D’Souza also said that athletes will sign waivers in order to compete.

As it stands, no venues are officially in place to host the event and D’Souza admits its scale will be dependent on funding and media partnerships.

“We’re in commercial negotiations with venues and media partners at the moment,” added D’Souza, who said the first Enhanced Games will be at a university campus or a similar facility in the south of the US and that a number of trademarks have been filed with the United States Patent and Trademark Office.

‘Undermine the very purpose of sport’

Elite performance coach Trevor Painter, who has worked with a number of Olympic and international sprinters and middle-distance runners, said he would “never” coach an athlete taking performance-enhancing drugs because it would go against his morals as a coach.

“Having been involved with many athletes that have lost in many ways to the cheats, I won’t be engaging with [the Enhanced Games],” Painter told CNN Sport.

If it goes ahead as planned in December 2024, D’Souza insists that the Enhanced Games will unlock the potential of humanity.

But according to John William Devine, Senior Lecturer in Ethics, Sport and Exercise Sciences at Swansea University in Wales, the Enhanced Games will make sporting competition more unfair than it already is and even “undermine the very purpose of the sport in question.”

Devine told CNN Sport that “performance-enhancing drugs don’t actually lead to better athletic performance.
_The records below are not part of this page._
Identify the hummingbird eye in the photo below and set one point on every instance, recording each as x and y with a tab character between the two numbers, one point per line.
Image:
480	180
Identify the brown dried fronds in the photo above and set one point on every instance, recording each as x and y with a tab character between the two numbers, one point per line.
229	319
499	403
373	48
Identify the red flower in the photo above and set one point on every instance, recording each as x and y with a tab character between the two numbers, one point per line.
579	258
They obscure athletic performance.”

He added that, although the Enhanced Games may look very similar to the Olympics, the nature of the activity will be different, raising the question: “To what extent is drug-assisted performance reflective of the athletes’ sporting excellence?”

WADA response in full:

Determining the level of prevalence is a priority for WADA and something that is being addressed. That is why we set up a Working Group on Doping Prevalence in 2017. Measuring doping prevalence is a difficult and complex process. Through its work, the group found a huge variance across the many prevalence studies that have been carried out, leading it to publish guidelines on how to improve the quality of measuring prevalence. WADA is currently developing a tool that Anti-Doping Organizations can use to evaluate the effectiveness of their programs.

WADA is well aware of the [Faiss] study. Indeed, one of the contributors, Prof. Martial Saugy, is a member of the Working Group. This study is one of many that helps to inform the Group’s work. It is a very narrow study. It looks at two events, in a single sport, held 10 and 12 years ago, using just one method of measurement (the Athlete Biological Passport (ABP)). As far as I am aware, there is no comparable data from more recent World Championships in the same sport. Given its limited scope, it is important that this study be analyzed within the wider context of other studies and not be taken in isolation.
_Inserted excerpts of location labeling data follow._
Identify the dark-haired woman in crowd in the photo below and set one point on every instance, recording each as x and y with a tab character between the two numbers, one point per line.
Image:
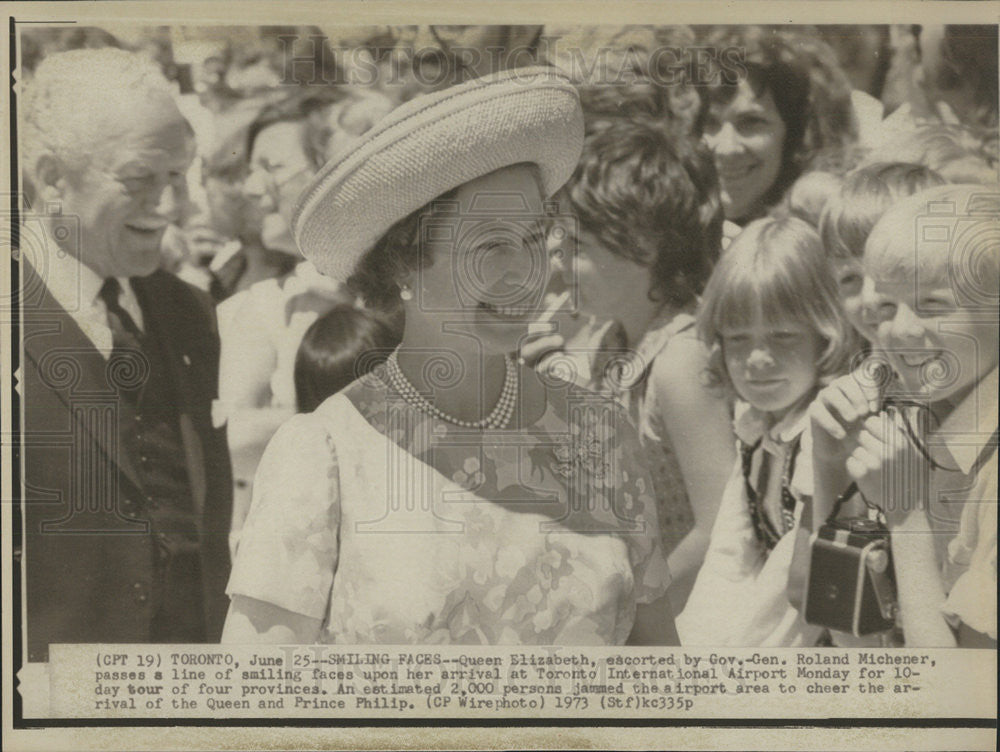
261	327
342	345
647	231
787	100
452	496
This study also highlights the complexity of trying to measure prevalence. It is the third published paper that sought to measure prevalence at the 2011 Athletics World Championships. Each reported greatly varying results.
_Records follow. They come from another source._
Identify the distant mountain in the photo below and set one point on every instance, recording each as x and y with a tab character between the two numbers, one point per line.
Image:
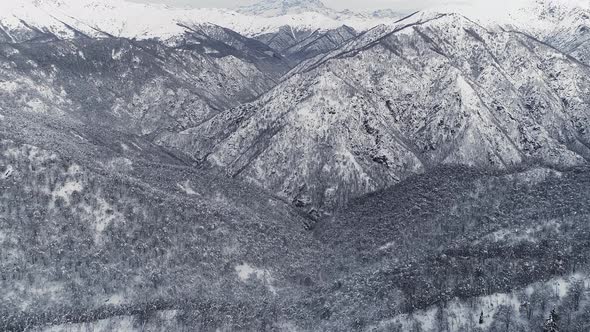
301	45
290	167
96	18
435	89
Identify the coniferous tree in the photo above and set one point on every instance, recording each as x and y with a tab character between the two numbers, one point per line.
551	323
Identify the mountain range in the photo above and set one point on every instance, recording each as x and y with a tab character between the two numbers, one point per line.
285	166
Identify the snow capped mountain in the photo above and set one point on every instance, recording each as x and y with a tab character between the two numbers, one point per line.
435	89
162	168
95	18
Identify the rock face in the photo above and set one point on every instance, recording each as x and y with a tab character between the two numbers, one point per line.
155	163
139	86
298	46
433	90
The fact is no single method will give a definitive prevalence figure for doping in all sports or even a single discipline. Results will always come with caveats and margins of error and will be based on a variety of methods, including self-report questionnaires, analytical methods (like ABP and testing data) and other methods to give a more rounded estimate of what the most likely figure would be.

Comparing the 15-18% found in the Faiss study with the global anti-doping system’s testing figures isn’t comparing like with like. The 2% quoted includes all sports and all countries and is not a useful guide for estimating prevalence. In any event, a single rate for all of global sport is not particularly helpful given the differences that occur between sports and countries – it would almost certainly overestimate some sports and countries, and underestimate others. The Faiss figures, on the other hand, refer to one sport, at two points in time, more than a decade ago. It is not useful or fair to compare these two figures.